Normally when you go to a George A. Romero zombie movie, you kind of expect it to be over-the-top both in the gore and the acting departments. Yet, here in his fifth outing with the living dead, he dials it down. Way down. Although that may sound like a disappointment, it’s nice to see him treading new and extremely different ground with his familiar creations.
Having pushed the living dead taking over the world in each previous zombie film — Night, Dawn, Day and Land — as about as far as it could go, Romero returns back to his roots. Once again we’re in the countryside surrounding Pittsburgh and the dead are only just beginning to return to “life.” The opening sequence recalls the beginning SWAT team invasion of a housing project in Dawn of the Dead. While the ’70s film was a thrilling, action-jammed sequence of bullets and chomping teeth flying everywhere, the new flick only features two corpses walking around feasting on flesh, and while guns are fired, the main weapon of choice is a TV news camera on which the action is captured.
The conceit here is that we are told via narration that everything we are going to see is the product of student filmmakers. That TV news footage has been allegedly downloaded off the Internet and incorporated into the students’ film. Most of the plot has us hanging out with these kids. Jason (Joshua Close), the main “director,” is shooting a mummy movie in the woods with his fellow students when they learn about the growing crisis via a radio news report. So, they hop in their trailer and head back to campus to find Jason’s girlfriend, Deb (Michelle Morgan). Once they pick her up, they drive all over Pennsylvania to find their families.
Jason, we learn, actually wants to be a documentary filmmaker, so he keeps his camera running for the entire trip. Mostly, the conceit works. Jason comes across as a putz who would rather hold his camera than save his girlfriend from being eaten alive.
As the kids and one of their professors try to stay alive to reach their destinations, we’re also continuously presented with the “official” version of the dead rising via different newscasts and more downloaded Internet video. Some of this is faked by Romero and some of it is actual news stories mixed in. While the handheld camera conceit can offer easy comparisons to that other “handicam flick” Cloverfield, there’s also similarities to the recent Rambo. For that film, director Sylvester Stallone set up the backstory by using actual footage of Burmese soldiers slaughtering Karen freedom fighters. Romero, to show mass panic, confusion and devastation, clearly uses footage of the Hurricane Katrina debacle.
Through dialogue and narration, Romero keeps hammering home the point that we the people need to break though the “official” bullshit and record “the truth.” However, as the film goes on and the kids keep recording their experiences, what’s left unsaid is even more insidious: these kids are not the solution. They’re almost a worse problem.

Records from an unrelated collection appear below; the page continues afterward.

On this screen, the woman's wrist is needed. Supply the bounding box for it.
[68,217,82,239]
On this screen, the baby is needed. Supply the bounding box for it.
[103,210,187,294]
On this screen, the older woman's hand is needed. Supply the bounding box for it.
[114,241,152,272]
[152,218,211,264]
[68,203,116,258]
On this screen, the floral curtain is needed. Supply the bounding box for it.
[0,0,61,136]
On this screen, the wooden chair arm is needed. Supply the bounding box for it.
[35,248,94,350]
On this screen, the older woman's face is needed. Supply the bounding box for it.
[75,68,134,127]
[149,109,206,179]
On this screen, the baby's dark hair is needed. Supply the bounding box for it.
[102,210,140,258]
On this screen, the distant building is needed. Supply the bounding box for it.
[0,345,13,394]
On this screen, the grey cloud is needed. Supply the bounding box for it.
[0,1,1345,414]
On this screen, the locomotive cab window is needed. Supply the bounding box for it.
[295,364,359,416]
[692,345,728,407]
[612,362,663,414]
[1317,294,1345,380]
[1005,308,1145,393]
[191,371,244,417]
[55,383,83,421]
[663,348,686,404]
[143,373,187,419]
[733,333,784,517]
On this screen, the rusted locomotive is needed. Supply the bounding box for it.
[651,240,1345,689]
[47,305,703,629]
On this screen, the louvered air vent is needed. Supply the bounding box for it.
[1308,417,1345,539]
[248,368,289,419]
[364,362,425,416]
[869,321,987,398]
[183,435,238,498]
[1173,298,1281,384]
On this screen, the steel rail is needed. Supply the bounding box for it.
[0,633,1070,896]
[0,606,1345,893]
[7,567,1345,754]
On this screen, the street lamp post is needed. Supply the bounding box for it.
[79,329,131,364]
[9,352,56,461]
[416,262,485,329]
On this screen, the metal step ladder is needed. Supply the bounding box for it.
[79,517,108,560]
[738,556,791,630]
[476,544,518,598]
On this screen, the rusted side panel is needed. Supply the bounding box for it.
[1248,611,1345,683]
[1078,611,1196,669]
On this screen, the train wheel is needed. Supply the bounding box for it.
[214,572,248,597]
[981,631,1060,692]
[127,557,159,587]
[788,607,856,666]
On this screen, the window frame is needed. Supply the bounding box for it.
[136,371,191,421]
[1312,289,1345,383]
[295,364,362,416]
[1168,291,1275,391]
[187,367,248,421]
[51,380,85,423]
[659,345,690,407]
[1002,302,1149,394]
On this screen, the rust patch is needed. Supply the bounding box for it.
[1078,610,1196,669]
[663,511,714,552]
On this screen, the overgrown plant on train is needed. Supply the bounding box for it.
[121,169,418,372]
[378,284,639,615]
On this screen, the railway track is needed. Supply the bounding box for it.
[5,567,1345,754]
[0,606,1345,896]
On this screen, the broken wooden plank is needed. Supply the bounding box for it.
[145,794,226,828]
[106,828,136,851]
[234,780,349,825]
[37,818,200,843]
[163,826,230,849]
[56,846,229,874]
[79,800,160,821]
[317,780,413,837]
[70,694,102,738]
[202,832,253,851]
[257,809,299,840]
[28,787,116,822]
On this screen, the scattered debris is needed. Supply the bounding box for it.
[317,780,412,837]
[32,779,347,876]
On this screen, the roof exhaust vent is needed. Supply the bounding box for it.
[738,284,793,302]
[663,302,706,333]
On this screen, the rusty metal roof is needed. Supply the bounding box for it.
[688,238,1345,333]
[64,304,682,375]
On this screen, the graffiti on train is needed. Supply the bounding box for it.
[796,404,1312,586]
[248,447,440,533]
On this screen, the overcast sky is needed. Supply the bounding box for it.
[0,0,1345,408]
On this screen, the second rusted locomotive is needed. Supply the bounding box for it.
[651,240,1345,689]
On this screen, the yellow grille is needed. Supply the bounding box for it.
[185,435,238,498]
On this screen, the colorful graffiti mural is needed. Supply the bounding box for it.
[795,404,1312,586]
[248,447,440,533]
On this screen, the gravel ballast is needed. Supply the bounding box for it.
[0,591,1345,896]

While Jason is continually harangued by Deb and the other students for filming so much, all of them are pretty much solipsistic little twerps concerned with only their own well being. When they learn that others are in trouble, they never think to go pitch in and help out, particularly in one scene in which they hear anguished cries over a radio and they don’t even try to lend assistance. They continue on their merry way to save their own lives. The footage that Jason and the others shoot is never really going to tell “the truth.” It’s all just more noise to add to the cacophony of images. These little bastards needed a Capt. Rhodes from Day of the Dead to kick their asses into shape.
While most of the film is concerned with its message about the media, there is still some good zombie gore in the film and Romero has come up with extremely creative ways to off the living and the dead. However, most of the gross stuff is done with CGI these days. While that can free Romero up to film previously unimaginable grotesqueries, it has the effect of sanitizing the gore to a degree, so that bullets tearing through flesh, brains melting, heads splitting open heads, etc. just doesn’t have the charm of Tom Savini practical effects.
Thus, Diary of the Dead is never really that scary. This is less of an outright horror movie and more of a thematic meditation and a drama. But because of that, it’s a fresh addition to Romero’s zombie oeuvre and, in many ways, more thrilling than the over-the-top path the living series was degenerating into.